Savoir différencier les groupes relève d'une
importance certaine si nous voulons parvenir à mettre en évidence
l'existence d'un ordre hiérarchique dans la commune libre de
Christiania. C'est la raison pour laquelle revenir sur cette source
déjà exploitée l'année dernière est
nécessaire pour mieux comprendre l'organisation pyramidale de la
société que nous essayerons de décrire un peu plus loin.

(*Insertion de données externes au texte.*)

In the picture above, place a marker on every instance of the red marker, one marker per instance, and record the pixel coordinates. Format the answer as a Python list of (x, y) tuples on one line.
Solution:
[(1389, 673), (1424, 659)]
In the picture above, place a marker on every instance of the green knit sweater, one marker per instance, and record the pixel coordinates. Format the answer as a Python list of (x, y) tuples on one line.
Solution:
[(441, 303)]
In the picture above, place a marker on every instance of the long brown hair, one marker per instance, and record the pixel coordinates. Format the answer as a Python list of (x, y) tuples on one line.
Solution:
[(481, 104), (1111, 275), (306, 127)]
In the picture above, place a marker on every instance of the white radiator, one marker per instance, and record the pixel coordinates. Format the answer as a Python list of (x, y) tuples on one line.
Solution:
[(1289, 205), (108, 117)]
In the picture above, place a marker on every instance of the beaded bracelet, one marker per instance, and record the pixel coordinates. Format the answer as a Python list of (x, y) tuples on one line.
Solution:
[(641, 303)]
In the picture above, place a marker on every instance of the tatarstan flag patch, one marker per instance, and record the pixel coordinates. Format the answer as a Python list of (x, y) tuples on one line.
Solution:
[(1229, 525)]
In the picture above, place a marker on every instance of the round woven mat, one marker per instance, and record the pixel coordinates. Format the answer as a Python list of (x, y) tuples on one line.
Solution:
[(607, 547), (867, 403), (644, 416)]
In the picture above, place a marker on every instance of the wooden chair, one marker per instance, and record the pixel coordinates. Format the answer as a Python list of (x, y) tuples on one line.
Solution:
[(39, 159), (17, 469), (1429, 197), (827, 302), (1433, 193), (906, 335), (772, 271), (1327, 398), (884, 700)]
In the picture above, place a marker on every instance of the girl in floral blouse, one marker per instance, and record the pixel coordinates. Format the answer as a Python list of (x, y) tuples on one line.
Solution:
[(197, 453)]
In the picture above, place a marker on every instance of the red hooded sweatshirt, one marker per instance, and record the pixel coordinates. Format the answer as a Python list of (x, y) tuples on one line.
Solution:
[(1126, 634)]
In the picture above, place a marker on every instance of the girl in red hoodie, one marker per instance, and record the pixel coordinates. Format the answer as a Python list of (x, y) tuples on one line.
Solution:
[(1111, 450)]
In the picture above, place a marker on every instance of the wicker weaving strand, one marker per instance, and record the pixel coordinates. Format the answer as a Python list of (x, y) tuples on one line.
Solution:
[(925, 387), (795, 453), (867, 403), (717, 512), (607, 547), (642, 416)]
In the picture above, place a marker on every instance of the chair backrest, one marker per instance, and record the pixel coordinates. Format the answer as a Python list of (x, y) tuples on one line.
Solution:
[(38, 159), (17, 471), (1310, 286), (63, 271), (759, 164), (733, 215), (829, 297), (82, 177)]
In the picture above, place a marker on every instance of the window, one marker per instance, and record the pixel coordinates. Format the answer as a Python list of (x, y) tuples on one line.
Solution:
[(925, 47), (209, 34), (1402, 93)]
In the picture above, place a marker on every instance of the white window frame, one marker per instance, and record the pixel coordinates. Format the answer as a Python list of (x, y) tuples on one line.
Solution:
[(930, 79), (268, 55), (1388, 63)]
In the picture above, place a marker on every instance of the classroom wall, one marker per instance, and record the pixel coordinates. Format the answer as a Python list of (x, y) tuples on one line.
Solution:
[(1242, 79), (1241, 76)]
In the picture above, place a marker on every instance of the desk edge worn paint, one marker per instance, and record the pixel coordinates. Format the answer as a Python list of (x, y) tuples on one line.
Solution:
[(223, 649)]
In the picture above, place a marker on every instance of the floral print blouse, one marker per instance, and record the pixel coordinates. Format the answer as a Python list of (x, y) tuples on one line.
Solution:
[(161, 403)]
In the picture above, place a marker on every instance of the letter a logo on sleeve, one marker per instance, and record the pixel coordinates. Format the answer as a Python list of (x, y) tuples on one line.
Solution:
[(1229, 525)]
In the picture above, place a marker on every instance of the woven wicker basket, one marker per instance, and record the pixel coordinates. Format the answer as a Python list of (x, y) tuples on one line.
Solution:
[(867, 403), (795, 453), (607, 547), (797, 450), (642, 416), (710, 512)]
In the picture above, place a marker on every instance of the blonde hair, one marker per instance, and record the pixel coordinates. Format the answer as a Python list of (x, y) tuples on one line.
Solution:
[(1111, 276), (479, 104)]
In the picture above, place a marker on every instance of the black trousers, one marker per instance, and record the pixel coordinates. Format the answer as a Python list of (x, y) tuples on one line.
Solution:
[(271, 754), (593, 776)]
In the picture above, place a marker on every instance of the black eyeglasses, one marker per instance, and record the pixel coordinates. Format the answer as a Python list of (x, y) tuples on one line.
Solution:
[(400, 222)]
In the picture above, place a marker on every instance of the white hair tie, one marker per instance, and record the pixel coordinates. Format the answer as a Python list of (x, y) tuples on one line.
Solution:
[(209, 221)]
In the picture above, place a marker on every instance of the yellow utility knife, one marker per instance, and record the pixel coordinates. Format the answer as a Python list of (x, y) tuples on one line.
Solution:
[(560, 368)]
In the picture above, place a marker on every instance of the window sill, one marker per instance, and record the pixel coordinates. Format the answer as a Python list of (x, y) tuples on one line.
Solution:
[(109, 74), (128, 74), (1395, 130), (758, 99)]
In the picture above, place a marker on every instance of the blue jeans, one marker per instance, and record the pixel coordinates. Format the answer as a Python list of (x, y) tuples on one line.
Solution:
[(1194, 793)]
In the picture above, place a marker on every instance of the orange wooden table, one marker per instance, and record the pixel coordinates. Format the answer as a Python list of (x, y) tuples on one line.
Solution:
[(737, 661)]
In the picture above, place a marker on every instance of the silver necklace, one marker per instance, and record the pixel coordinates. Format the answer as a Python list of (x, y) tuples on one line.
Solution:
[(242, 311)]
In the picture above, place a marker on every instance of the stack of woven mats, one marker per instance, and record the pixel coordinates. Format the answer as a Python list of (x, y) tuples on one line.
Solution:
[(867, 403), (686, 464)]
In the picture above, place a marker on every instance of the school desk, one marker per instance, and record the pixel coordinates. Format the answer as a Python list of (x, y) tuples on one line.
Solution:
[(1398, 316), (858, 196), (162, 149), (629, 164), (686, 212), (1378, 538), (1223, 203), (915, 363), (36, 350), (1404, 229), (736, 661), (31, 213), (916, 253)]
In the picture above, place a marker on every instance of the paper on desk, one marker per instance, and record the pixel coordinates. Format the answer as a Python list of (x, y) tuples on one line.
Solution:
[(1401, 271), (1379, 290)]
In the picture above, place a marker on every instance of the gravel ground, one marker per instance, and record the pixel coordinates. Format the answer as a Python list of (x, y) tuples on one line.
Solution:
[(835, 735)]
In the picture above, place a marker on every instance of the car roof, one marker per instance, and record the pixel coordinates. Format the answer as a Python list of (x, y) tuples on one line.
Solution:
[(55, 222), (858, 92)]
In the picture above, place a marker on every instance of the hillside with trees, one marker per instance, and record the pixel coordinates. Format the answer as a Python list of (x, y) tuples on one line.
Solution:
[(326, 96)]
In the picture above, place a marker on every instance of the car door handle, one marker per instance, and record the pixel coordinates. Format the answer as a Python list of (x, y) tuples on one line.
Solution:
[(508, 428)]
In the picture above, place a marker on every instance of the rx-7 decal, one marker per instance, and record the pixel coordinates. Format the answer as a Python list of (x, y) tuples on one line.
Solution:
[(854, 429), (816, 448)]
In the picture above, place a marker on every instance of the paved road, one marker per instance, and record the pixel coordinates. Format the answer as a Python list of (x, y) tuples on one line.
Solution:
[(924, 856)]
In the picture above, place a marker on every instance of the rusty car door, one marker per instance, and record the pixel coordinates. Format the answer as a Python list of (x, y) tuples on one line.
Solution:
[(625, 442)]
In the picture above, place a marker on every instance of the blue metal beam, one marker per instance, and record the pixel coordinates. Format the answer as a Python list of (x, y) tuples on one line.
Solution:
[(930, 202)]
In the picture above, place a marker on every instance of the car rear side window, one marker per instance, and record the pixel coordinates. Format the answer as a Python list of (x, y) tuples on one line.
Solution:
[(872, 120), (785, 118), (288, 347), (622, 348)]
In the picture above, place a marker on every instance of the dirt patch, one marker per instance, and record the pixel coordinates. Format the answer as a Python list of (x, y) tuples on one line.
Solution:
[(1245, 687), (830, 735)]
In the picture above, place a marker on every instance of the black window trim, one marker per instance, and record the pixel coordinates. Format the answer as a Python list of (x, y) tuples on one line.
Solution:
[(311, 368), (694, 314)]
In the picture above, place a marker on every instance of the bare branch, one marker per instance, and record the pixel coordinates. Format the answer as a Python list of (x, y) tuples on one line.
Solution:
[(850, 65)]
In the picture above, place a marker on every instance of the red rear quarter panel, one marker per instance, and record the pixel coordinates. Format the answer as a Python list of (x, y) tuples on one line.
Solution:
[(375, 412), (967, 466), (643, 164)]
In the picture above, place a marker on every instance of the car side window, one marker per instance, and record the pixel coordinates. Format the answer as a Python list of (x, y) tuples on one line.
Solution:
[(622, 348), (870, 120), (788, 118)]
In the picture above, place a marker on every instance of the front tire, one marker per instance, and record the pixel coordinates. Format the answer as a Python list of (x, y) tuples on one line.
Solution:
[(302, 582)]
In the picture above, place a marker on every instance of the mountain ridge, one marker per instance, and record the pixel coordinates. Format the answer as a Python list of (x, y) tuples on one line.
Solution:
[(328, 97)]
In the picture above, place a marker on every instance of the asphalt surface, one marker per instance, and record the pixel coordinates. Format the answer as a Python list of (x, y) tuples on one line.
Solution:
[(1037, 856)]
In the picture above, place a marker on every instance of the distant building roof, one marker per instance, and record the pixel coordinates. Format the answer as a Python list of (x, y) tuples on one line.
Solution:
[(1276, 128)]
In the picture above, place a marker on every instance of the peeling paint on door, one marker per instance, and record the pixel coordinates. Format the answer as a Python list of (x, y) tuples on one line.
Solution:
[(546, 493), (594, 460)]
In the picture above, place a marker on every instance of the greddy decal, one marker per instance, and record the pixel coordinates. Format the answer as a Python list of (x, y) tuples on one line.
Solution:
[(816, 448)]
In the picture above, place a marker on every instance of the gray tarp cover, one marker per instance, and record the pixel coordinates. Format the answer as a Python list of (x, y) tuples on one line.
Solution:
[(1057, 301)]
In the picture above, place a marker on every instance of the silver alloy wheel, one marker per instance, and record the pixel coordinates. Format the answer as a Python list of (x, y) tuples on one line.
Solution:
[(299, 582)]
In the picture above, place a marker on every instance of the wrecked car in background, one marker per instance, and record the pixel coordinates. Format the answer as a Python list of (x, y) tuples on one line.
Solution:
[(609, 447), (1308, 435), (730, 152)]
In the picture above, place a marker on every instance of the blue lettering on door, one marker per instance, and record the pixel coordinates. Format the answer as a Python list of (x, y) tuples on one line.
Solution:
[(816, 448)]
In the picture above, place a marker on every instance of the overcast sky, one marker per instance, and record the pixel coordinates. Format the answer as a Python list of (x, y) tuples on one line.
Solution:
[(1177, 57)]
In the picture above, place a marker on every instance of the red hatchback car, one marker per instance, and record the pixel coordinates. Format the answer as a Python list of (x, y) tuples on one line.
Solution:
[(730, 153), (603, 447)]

Dans sa typologie des christianites réalisée en 1994, Adam
Conroy206 propose trois idéaux-types permettant de classer
l'ensemble des christianites. Même si dix-huit ans nous séparent
de ses observations sur le terrain, nous avions démontré que
cette division est toujours possible à l'heure actuelle:
? Tout d'abord, A. Conroy décrit les active
sympathizers comme la part de la population qui « supporte tout
le poids de la commune sur ses épaules »207. le
groupe d'individus se réclamant comme activistes paraît
correspondre à cette première catégorie. Comme nous
l'affirmions en introduction de ce chapitre, les membres de cette
première catégorie se considèrent comme les
résidents légitimes de Christiania car historiquement plus
impliqués dans la sauvegarde de la communauté. Tout porte
à croire que la plupart de nos enquêtés peuvent être
classés dans cette première catégorie, car leur engagement
pour la sauvegarde de la communauté les amène à s'ouvrir
sur le monde qui les entoure, et nombre d'entre eux ont bien compris que pour
sauver Christiania, il ne faut pas hésiter à en faire sa
promotion auprès d'un large public, et d'accueillir les bras ouverts le
profane venu solliciter un entretien ethnographique par exemple. Ces
caractéristiques sont facilement repérables parmi les
christianites employés au « Nouveau Forum » (Nyt
Forum), tels que Joker et Kirsten qui assurent sa permanence
respectivement tous les lundis pour le premier et les mercredis pour la
seconde. Ou encore, citons Astérix, Morten et Hulda, qui bien que
n'étant pas employés au « Nouveau Forum », remplissent
le même type de fonction lorsqu'ils endossent leurs costumes de guides de
la communauté208. Par ailleurs, notons qu'une large
majorité de christianites employés en
206 CONROY Adam, «social classifications», in
Christiania - The evolution of a commune, Amsterdam, International
institute of social history, 1994, p.21-24
207 Ibid., p.22
208 Il y a de nombreux christianites qui remplissent cette
fonction de guide. Recrutés par l'institution en fonction de leurs
facultés linguistiques (par exemple, Kirsten est polyglotte et parle
couramment le danois, le suédois, l'anglais, l'allemand, le
français et le Swahili), la fonction de guide est souvent
considérée comme un deuxième, voire un troisième
travail permettant d'arrondir les fins de mois. Les visites sont
réparties équitablement entre les guides de manière
à en faire bénéficier une large part de christianites, qui
peuvent récupérer directement la somme payée par les
touristes (50 couronnes soit 6€72 par personne pour la
demi-journée, pour des groupes composés de quinze personnes
maximum). Par ailleurs, cette division du travail permet à l'institution
d'impliquer plus de christianites dans la sauvegarde de la
communauté.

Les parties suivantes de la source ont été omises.